Actually I got a confusion when I am learning the proof the theorem "An integral domain $R$ with ACCP is FD(Factorization Domain)."
The begining of the proof of the theorem goes as follows-
Suppose on contrary, $D$, which is an ID with ACCP, is not FD. Then $\exists$ a non-zero, non-unit element $a\in R$ such that a does not have factorization. Then $a$ is not irreducible.
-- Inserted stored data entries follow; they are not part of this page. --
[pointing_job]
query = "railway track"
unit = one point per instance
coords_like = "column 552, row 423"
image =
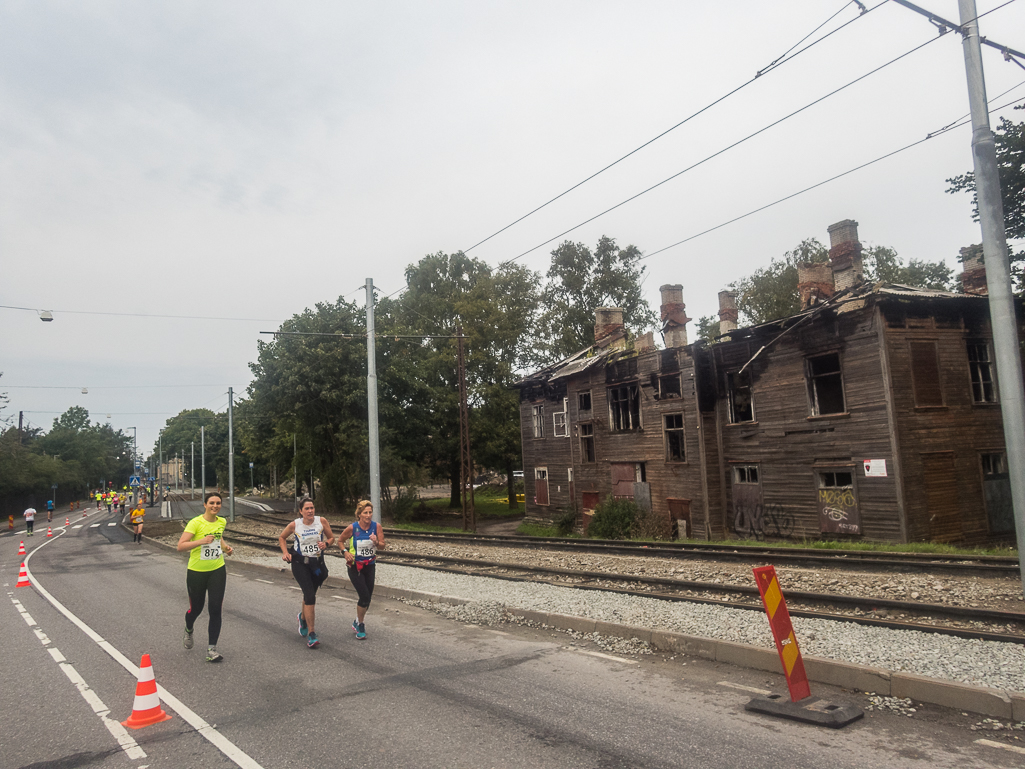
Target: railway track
column 803, row 604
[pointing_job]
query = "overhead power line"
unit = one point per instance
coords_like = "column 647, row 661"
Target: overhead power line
column 779, row 62
column 725, row 150
column 949, row 127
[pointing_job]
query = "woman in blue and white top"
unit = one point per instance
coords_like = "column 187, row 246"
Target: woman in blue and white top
column 313, row 536
column 365, row 538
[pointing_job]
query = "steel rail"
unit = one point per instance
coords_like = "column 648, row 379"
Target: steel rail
column 958, row 612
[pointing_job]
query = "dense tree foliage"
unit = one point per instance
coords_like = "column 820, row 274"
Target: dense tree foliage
column 75, row 454
column 771, row 292
column 579, row 281
column 1010, row 139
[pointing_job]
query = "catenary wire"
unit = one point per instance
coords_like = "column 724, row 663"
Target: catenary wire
column 956, row 124
column 724, row 150
column 775, row 65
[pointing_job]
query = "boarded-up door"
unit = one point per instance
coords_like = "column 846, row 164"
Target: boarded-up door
column 941, row 496
column 623, row 477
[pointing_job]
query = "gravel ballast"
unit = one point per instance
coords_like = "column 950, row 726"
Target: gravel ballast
column 989, row 663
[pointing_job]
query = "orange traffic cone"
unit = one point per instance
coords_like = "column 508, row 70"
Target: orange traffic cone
column 147, row 710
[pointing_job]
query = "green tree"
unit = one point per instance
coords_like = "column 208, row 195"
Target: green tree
column 1010, row 139
column 578, row 282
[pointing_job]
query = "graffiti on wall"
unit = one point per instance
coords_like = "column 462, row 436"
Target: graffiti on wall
column 838, row 512
column 761, row 521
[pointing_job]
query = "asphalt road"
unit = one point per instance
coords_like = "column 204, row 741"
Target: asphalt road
column 419, row 691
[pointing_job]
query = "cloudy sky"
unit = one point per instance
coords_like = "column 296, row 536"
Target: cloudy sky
column 245, row 160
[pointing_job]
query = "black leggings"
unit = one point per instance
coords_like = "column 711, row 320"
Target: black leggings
column 200, row 583
column 363, row 580
column 310, row 576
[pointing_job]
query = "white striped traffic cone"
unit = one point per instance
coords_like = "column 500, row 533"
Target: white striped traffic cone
column 147, row 710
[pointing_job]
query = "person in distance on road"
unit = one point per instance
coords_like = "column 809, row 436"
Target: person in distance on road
column 364, row 537
column 313, row 536
column 137, row 515
column 207, row 574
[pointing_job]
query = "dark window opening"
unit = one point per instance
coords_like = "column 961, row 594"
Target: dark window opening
column 981, row 367
column 674, row 451
column 926, row 374
column 739, row 396
column 587, row 442
column 825, row 385
column 745, row 474
column 668, row 387
column 624, row 407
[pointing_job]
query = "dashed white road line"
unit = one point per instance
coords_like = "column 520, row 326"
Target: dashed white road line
column 606, row 656
column 741, row 687
column 1002, row 745
column 129, row 745
column 218, row 740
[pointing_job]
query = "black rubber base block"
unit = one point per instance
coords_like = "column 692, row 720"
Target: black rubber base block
column 810, row 710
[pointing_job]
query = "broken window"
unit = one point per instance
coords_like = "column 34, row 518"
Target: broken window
column 981, row 367
column 673, row 425
column 587, row 442
column 624, row 407
column 668, row 387
column 583, row 401
column 825, row 385
column 926, row 374
column 739, row 396
column 539, row 420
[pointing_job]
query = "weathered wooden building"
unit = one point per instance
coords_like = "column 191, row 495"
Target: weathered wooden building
column 872, row 413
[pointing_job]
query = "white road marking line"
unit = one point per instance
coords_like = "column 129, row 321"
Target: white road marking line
column 129, row 745
column 607, row 656
column 741, row 687
column 218, row 740
column 992, row 743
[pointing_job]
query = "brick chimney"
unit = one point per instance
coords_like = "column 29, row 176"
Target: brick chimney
column 974, row 277
column 674, row 318
column 845, row 254
column 727, row 312
column 609, row 325
column 814, row 283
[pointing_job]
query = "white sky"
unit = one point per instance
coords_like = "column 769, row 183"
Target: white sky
column 249, row 159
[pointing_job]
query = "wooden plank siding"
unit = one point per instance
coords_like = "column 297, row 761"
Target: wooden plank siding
column 645, row 445
column 958, row 426
column 789, row 444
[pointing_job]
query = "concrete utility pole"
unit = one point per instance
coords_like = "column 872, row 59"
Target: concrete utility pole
column 375, row 453
column 231, row 455
column 994, row 248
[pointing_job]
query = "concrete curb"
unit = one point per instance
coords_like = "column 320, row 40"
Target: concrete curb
column 992, row 702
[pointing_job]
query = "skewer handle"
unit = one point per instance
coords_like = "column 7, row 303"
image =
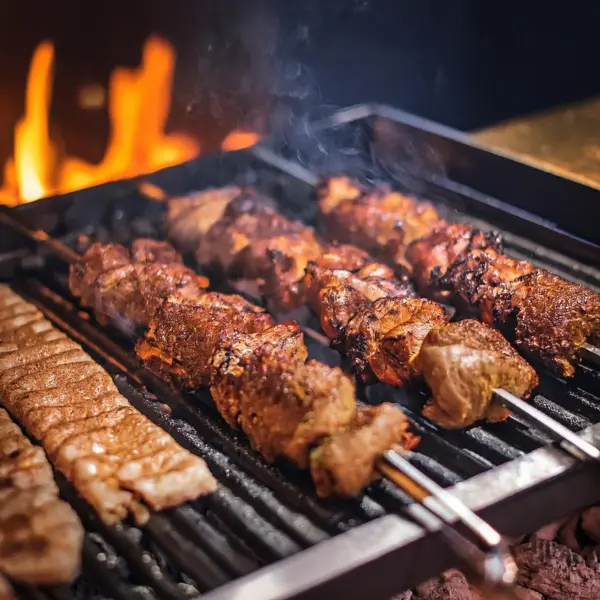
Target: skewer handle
column 571, row 442
column 489, row 558
column 486, row 535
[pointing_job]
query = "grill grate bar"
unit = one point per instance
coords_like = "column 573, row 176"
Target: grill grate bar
column 96, row 564
column 262, row 536
column 217, row 545
column 180, row 551
column 562, row 415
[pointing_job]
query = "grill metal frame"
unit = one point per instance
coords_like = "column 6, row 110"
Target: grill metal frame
column 380, row 557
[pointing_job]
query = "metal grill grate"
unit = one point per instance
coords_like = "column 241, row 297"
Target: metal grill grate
column 264, row 514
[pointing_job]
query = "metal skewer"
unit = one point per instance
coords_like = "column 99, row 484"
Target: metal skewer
column 495, row 564
column 570, row 441
column 488, row 557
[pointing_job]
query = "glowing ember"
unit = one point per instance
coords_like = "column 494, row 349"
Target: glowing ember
column 138, row 104
column 237, row 140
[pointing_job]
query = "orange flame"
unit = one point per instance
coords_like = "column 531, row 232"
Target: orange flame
column 238, row 140
column 138, row 104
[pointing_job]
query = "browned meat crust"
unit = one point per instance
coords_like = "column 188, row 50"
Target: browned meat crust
column 463, row 363
column 336, row 295
column 431, row 255
column 548, row 318
column 475, row 278
column 383, row 338
column 190, row 217
column 345, row 463
column 248, row 219
column 381, row 221
column 234, row 347
column 115, row 457
column 372, row 281
column 182, row 338
column 280, row 263
column 450, row 585
column 344, row 256
column 122, row 285
column 286, row 407
column 40, row 535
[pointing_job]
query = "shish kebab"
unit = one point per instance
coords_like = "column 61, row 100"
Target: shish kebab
column 547, row 318
column 260, row 381
column 372, row 317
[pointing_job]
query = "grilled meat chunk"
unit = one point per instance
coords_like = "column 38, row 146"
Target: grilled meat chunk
column 476, row 278
column 286, row 408
column 6, row 591
column 380, row 220
column 182, row 337
column 234, row 347
column 190, row 217
column 335, row 295
column 345, row 256
column 547, row 317
column 40, row 535
column 247, row 220
column 383, row 338
column 154, row 251
column 279, row 263
column 431, row 255
column 334, row 191
column 115, row 457
column 127, row 286
column 462, row 363
column 344, row 464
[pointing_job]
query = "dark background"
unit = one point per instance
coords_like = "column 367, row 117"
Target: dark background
column 259, row 63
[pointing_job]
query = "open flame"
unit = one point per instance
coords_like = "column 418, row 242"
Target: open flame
column 138, row 105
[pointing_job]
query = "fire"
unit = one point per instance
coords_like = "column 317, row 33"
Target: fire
column 138, row 105
column 237, row 140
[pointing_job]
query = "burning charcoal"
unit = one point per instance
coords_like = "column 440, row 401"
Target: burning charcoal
column 590, row 523
column 525, row 594
column 450, row 585
column 569, row 536
column 555, row 571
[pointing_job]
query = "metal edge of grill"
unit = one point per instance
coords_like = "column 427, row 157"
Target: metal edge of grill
column 508, row 496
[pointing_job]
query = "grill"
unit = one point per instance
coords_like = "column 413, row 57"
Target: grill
column 264, row 534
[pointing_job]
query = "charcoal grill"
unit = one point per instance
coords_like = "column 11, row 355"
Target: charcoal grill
column 264, row 534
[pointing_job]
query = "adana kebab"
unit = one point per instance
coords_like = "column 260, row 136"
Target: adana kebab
column 116, row 458
column 376, row 320
column 298, row 417
column 303, row 411
column 372, row 317
column 40, row 535
column 547, row 318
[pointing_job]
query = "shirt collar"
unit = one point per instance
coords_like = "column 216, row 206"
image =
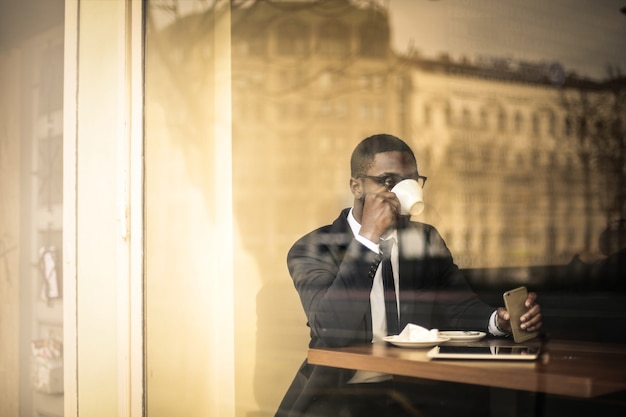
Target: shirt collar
column 355, row 226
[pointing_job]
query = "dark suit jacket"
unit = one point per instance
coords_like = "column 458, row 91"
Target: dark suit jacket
column 333, row 275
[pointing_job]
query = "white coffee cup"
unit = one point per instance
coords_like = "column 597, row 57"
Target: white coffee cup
column 411, row 197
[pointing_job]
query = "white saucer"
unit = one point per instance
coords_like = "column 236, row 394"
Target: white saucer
column 418, row 344
column 463, row 335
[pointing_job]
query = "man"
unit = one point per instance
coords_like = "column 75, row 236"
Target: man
column 338, row 275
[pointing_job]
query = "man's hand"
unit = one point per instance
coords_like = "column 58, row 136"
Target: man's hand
column 530, row 321
column 380, row 213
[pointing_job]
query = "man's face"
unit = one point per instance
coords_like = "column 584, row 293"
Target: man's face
column 388, row 169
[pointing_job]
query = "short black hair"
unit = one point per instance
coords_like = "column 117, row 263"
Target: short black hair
column 363, row 155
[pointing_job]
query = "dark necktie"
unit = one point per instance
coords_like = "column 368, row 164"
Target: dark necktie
column 391, row 307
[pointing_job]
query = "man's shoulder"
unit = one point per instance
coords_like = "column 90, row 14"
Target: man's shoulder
column 336, row 232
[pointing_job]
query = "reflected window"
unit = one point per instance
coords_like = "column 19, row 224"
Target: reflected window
column 334, row 39
column 501, row 121
column 518, row 122
column 373, row 40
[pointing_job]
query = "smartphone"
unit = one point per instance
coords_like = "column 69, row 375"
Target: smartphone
column 514, row 302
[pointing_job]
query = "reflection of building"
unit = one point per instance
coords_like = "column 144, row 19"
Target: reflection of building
column 312, row 79
column 309, row 81
column 505, row 187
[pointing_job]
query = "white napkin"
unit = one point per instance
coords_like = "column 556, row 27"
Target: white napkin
column 415, row 333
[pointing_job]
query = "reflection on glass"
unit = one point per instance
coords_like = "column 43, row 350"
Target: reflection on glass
column 523, row 154
column 31, row 209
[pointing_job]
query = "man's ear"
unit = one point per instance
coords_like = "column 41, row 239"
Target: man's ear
column 356, row 187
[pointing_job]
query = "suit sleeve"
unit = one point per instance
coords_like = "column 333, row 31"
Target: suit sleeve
column 334, row 284
column 457, row 306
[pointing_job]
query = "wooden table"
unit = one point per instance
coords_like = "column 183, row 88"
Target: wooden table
column 570, row 368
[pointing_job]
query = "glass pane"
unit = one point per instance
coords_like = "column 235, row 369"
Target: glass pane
column 514, row 113
column 31, row 207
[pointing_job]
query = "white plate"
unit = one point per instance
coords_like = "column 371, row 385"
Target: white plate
column 463, row 336
column 403, row 343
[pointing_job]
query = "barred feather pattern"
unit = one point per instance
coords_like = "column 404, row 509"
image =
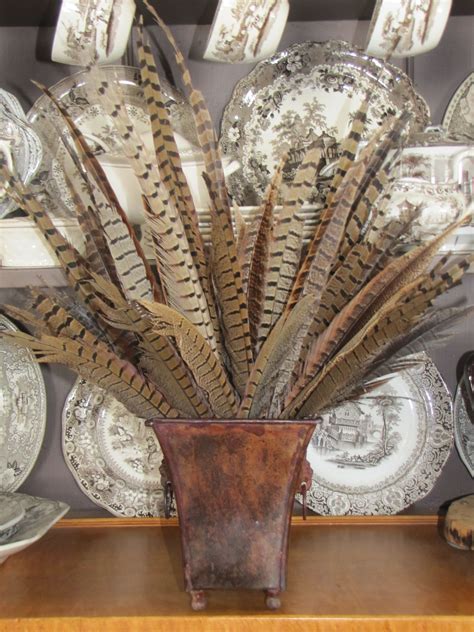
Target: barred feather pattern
column 287, row 241
column 158, row 359
column 136, row 275
column 199, row 357
column 178, row 273
column 257, row 271
column 102, row 368
column 355, row 360
column 202, row 119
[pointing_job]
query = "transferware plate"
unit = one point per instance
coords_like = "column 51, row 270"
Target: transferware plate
column 23, row 406
column 380, row 454
column 307, row 91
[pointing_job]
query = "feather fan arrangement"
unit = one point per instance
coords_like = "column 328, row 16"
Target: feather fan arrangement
column 258, row 325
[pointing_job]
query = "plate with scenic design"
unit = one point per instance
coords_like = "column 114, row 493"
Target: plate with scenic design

And so $a=a_1 a_2$, where $a_1, a_2\in R$ are non-trivial factors of $a$. At least one of $a_1, a_2$ must not have a factorization, otherwise factorization of $a_1$ and factorization of $a_2$ will produce factorization of $a$. ...(and so on)
But I cannot understand why "$a$ is not irreducible implies the next statements(bolded lines)
I know that the as per definition of irreducible elements-
A non-zero, non-unit element $a\in R$ is said to be irreducible if whenever $a=bc; b,c \in R$ it implies either $b$ is unit or $c$ is unit.
So I think negetion of the above definition would be-A non-zero, non-unit element $a\in R$ is said to be NOT irreducible if $a$ can be expressed as $a=bc$ where none of $b,c$ is unit.
Can anybody clear my confusions?

Answer 1

Yes, "not irreducible", or "reducible", means that it can be expressed as the product of two non-trival (i.e., non-unit) elements. For instance, 6 is reducible in the ring of integers, because neither 2 nor 3 are units, and 6 = 2*3.